Il legame inscindibile del capitalismo con la guerra
di Domenico Moro
La guerra diventa un’attività caratteristica dell’umanità da quando questa si è divisa in classi sociali. Da sempre, infatti, le cause economiche stanno alla base della guerra. Ma solo con il capitalismo pienamente sviluppato si sono determinate le guerre mondiali, collegate alla mondializzazione del capitale, e la creazione di armi di distruzione di massa, dovuta all’enorme spesa per la ricerca e per le nuove tecnologie. La guerra è soprattutto un elemento propulsivo dell’economia capitalistica nei suoi momenti di crisi strutturale e quando la gerarchia di potenza su cui si basa a livello internazionale viene messa in discussione. Nei momenti di crisi la spesa militare e le immani distruzioni dovute all’uso delle armi moderne arrivano puntuali in soccorso dei profitti.

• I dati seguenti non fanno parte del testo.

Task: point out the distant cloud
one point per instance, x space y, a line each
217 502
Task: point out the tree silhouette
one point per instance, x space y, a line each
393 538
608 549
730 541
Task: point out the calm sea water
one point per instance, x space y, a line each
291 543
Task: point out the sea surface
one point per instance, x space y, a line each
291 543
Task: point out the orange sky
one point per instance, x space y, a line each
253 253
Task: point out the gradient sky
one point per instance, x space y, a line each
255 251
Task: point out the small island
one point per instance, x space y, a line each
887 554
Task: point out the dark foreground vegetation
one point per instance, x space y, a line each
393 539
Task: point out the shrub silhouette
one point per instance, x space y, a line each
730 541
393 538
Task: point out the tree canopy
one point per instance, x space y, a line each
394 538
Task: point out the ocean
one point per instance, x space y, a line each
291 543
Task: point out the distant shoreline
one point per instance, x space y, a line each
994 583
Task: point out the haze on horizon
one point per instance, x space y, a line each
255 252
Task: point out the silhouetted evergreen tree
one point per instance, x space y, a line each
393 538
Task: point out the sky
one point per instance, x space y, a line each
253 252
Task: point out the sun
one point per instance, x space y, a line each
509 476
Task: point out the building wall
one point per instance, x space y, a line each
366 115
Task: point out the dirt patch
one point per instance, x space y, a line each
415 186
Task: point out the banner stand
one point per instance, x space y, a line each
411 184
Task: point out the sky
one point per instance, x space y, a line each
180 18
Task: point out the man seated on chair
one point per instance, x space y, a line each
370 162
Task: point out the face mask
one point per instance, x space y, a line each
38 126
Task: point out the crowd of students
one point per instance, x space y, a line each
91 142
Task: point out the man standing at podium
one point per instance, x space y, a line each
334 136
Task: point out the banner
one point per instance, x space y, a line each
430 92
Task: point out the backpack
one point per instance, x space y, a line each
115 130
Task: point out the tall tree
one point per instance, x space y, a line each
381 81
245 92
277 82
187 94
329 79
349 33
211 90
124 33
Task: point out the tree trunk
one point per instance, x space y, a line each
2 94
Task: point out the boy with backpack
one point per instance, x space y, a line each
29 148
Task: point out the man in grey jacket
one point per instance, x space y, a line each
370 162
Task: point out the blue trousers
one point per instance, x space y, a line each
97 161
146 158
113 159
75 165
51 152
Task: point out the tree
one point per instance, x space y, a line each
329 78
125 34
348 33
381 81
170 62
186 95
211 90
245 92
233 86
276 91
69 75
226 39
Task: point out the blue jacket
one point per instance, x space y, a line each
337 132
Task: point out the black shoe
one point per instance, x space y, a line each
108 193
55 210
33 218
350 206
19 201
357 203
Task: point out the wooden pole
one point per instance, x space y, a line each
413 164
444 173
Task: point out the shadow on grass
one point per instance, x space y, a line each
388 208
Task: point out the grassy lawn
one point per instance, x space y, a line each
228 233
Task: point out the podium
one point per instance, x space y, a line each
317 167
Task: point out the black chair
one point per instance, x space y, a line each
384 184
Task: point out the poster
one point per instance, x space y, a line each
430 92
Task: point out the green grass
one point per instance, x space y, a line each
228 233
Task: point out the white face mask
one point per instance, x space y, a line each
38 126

Non è, infatti, un caso che nel momento attuale, caratterizzato da una crisi che riguarda le aree di tradizionale maggiore sviluppo del capitalismo, gli Usa, l’Europa occidentale e il Giappone, si assista a un incremento della spesa militare. Negli Usa i tagli alle spese dell’amministrazione federale, che hanno già portato al licenziamento di migliaia di impiegati pubblici, si sarebbero dovuti estendere alla spesa militare, che in cinque anni si sarebbe ridotta di circa un terzo: dai 968 miliardi di dollari del 2024 ai 600 miliardi del 2030. Tuttavia, l’amministrazione Trump ha fatto marcia indietro e la spesa militare prevista per il 2026 crescerà a 1.010 miliardi, comprendendo la modernizzazione del nucleare, il Golden Dome, lo scudo spaziale e missilistico, e l’ampliamento delle forze navali[i].
Anche in Europa la spesa militare sta crescendo. La Commissione europea ha varato un piano di riarmo da 800 miliardi di euro spalmati su quattro anni. La Nato fino a qualche tempo fa chiedeva ai suoi stati membri di arrivare a una spesa di almeno il 2% del Pil, sebbene alcuni importanti stati non raggiungessero tale livello, comprese l’Italia e la Germania. Oggi, mentre l’Italia ha dichiarato che nel 2025 raggiungerà il 2%, il segretario generale della Nato, l’olandese Mark Rutte, propone di portare il livello minimo di spesa al 5% del Pil (3,5% di spesa militare vera e propria e 1,5% destinato alla cybersicurezza)[ii].